"Firenado" seen in California wildfire is a scientific phenomenon

"Firenado" seen in California wildfire is a scientific phenomenon

Residents had little warning as a deadly blaze exploded overnight in Northern California -- leaping across the Sacramento River and hitting subdivisions in the city of Redding, south of the Oregon border.

"They say it was like a 'fire tornado,'" said Chris Corona, who lives in the area where the fire was burning. "People started driving on the curbs, through lawns, everyone was running."

"Fire tornadoes" are a real phenomenon. Intense fires can whip up towering spirals.
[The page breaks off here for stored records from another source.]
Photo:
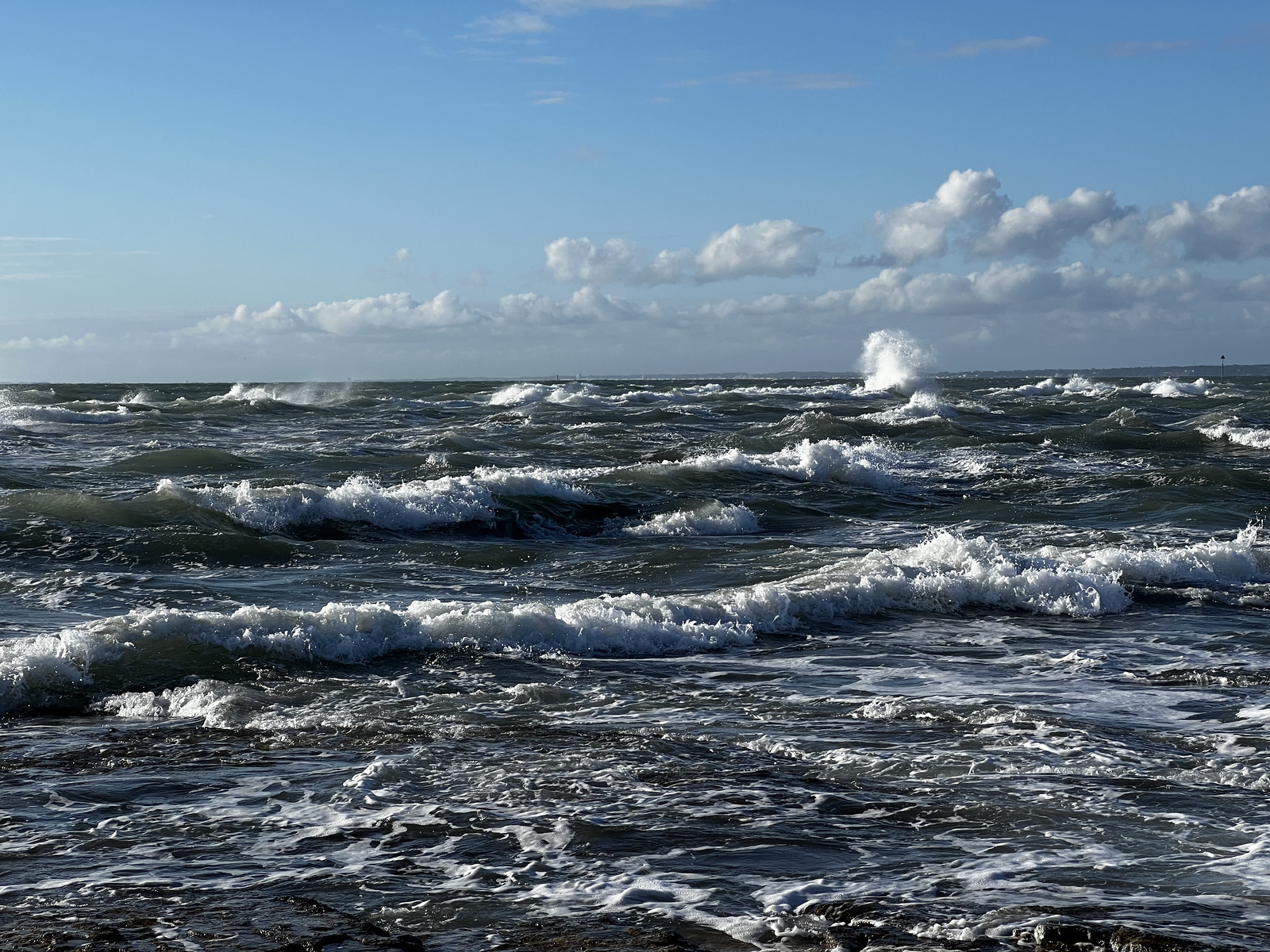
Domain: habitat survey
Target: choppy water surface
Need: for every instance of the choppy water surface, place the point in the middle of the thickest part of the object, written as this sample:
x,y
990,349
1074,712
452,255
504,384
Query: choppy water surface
x,y
456,655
"You've got a lot of heat being generated right now around this Carr Fire and it's all from the fire itself, but there's a second source," said Lonnie Quinn, chief weathercaster for CBS New York. 

The ambient air temperature in the area was close to 110 degrees, "so that air is super fast rising into the atmosphere," Quinn said. 

"You need to think of this as the air being a solid, and if you're taking a chunk of that air, superheating it and rising into the air, it's leaving a void below it," he said.

As more and more air gets pulled in, it begins to rotate. The more air that gets pulled in, the faster the air swirls and the taller it gets.

"Firenados" also pick up burning embers, ash and flammable debris and extend hundreds or thousands of feet in the air. Those embers can then spread out, jumping fire lines and creating new fires away from the center. 

A typical "firenado" is only a few feet wide and 100 feet tall but can easily grow up to 10 times that size and have winds up to 100 miles per hour.